À Paris, vendredi 23e février.

En vérité, ma fille, voici une assez jolie petite semaine pour les Grignans. Si la Providence vouloit favoriser l’aîné à proportion, nous le verrions dans une belle place ; en attendant, je trouve qu’il est fort agréable d’avoir des frères si bien traités. À peine le chevalier a-t-il remercié 1680 de ses mille écus de pension, qu’on le choisit entre huit ou dix hommes de qualité et de mérite, pour l’attacher à Monsieur le Dauphin avec une pension de deux mille écus : voilà neuf mille livres de rente en trois jours. Il retourna[1] sur ses pas à Saint-Germain, pour remercier encore ; car ce fut en son absence, et pendant qu’il étoit ici, qu’il fut nommé.
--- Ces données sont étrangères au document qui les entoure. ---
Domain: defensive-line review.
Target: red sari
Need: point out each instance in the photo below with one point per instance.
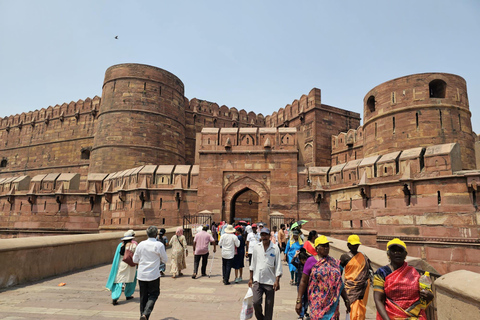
(402, 292)
(310, 248)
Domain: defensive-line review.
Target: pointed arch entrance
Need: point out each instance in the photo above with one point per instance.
(244, 206)
(246, 198)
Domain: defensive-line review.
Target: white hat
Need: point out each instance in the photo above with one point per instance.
(229, 229)
(130, 234)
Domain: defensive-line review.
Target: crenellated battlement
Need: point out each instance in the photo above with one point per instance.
(296, 108)
(212, 109)
(58, 112)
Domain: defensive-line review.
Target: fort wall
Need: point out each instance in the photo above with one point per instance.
(316, 122)
(142, 111)
(52, 139)
(418, 110)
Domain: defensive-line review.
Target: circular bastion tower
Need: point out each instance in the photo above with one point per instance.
(141, 119)
(419, 110)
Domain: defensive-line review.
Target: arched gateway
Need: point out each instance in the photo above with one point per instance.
(246, 198)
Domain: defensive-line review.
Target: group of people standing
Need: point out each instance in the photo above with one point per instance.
(317, 275)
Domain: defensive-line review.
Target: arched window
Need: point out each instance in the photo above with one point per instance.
(85, 154)
(371, 103)
(437, 88)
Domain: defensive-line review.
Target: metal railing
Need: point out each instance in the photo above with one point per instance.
(431, 310)
(191, 222)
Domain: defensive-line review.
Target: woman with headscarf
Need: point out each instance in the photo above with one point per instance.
(121, 273)
(179, 252)
(310, 243)
(293, 245)
(322, 277)
(396, 288)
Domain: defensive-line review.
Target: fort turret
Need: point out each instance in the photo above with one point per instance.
(141, 119)
(418, 110)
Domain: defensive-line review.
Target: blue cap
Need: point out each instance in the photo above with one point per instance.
(265, 230)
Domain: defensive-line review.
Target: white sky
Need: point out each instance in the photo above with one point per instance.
(253, 55)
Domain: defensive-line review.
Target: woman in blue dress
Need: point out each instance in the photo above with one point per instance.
(294, 244)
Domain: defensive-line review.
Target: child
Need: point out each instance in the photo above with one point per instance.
(298, 261)
(163, 239)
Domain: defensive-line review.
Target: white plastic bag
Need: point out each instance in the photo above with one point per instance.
(247, 307)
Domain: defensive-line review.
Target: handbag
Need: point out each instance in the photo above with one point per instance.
(247, 306)
(128, 258)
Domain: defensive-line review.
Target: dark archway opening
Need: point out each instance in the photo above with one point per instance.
(437, 88)
(371, 103)
(244, 206)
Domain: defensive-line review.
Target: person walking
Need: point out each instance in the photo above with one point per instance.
(397, 293)
(239, 258)
(265, 273)
(148, 255)
(282, 238)
(322, 278)
(228, 242)
(251, 241)
(163, 239)
(122, 273)
(179, 252)
(200, 250)
(293, 245)
(357, 278)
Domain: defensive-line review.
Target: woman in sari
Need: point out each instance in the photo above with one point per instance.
(310, 243)
(322, 277)
(396, 289)
(179, 252)
(293, 245)
(121, 273)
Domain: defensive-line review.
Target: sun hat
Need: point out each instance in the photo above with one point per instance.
(229, 229)
(130, 234)
(354, 239)
(321, 240)
(397, 242)
(265, 230)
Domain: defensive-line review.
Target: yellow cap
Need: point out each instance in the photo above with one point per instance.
(321, 240)
(397, 242)
(354, 239)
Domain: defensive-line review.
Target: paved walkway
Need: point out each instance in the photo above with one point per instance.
(84, 297)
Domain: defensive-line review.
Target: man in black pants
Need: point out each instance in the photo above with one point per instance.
(149, 254)
(200, 249)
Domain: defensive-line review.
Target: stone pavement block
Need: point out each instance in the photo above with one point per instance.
(84, 297)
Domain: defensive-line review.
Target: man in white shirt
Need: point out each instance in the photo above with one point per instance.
(251, 241)
(265, 273)
(228, 242)
(149, 254)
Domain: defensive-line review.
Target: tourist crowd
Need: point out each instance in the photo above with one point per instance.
(320, 279)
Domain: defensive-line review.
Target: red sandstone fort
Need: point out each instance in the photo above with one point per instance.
(144, 154)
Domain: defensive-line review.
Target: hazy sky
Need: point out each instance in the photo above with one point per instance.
(253, 55)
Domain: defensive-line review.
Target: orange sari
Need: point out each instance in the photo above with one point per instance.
(310, 248)
(357, 282)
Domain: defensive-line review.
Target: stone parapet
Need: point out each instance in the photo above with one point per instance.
(458, 295)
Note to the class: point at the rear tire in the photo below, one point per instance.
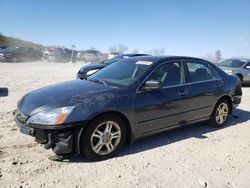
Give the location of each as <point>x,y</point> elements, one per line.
<point>103,137</point>
<point>220,113</point>
<point>240,77</point>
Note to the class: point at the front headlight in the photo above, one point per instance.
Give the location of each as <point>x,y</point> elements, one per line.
<point>229,71</point>
<point>51,117</point>
<point>92,72</point>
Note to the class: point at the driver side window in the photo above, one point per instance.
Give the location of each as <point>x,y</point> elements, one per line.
<point>169,74</point>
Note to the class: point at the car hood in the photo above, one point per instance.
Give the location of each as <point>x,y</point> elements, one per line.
<point>227,68</point>
<point>92,67</point>
<point>59,95</point>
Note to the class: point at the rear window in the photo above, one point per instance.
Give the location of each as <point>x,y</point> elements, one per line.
<point>232,63</point>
Son mérite particulier a beaucoup servi à ce choix : une réputation distinguée, de l’honneur, de la probité, de bonnes mœurs, tout cela s’est fort réveillé, et l’on a trouvé que Sa Majesté ne pouvoit mieux faire que de jeter les yeux sur un si bon sujet. Il n’y en a encore que huit de nommés[2] : Dangeau, d’Antin, Clermont, Sainte-Maure[3], Matignon[4], Chiverni, Florensac et Grignan. C’est une approbation générale pour ce dernier. 1680 J’en fais mes compliments à M. de Grignan, à Monsieur le Coadjuteur et à vous[5].

Mon fils part demain : il a lu vos reproches. Peut-être que la beauté de la cour, qu’il veut quitter, et où il est si joliment placé, le fera changer d’avis. Nous avons déjà obtenu qu’il ne s’impatientera pas, et qu’il attendra paisiblement qu’on le vienne tenter par une plus grosse somme que celle qu’il a déboursée. Vous m’avez fait sentir la joie de MM. de Grignan par celle que j’ai de vous savoir mieux : dès que vos maux ne sont pas continuels, j’espère qu’en vous conservant, en prenant du lait, et en n’écrivant point, vous me ferez retrouver ma fille et son aimable visage. Je suis ravie de la sincérité de Montgobert ; si elle me disoit toujours des merveilles de votre santé, je ne la croirois jamais ; elle ménage fort bien tout cela, et ses vérités me font plaisir : tant il est naturel d’aimer à n’être point trompée ! Dieu vous conserve donc, ma très-chère, dans ce bienheureux état, puisqu’il nous donne de si bonnes espérances !

Mais parlons un peu des Grignans, il y a longtemps que nous n’en avons rien dit. Il n’est question que d’eux ; tout est plein de compliments dans cette maison ; à peine a-t-on fini l’un qu’on recommence l’autre. Je ne les ai point revus depuis que le chevalier est dame du palais[6], comme dit M. de la Rochefoucauld. Il vous mandera toutes les nouvelles mieux que je ne puis faire. On ne croit pas que Mme de Soubise soit du voyage : cela est un peu long.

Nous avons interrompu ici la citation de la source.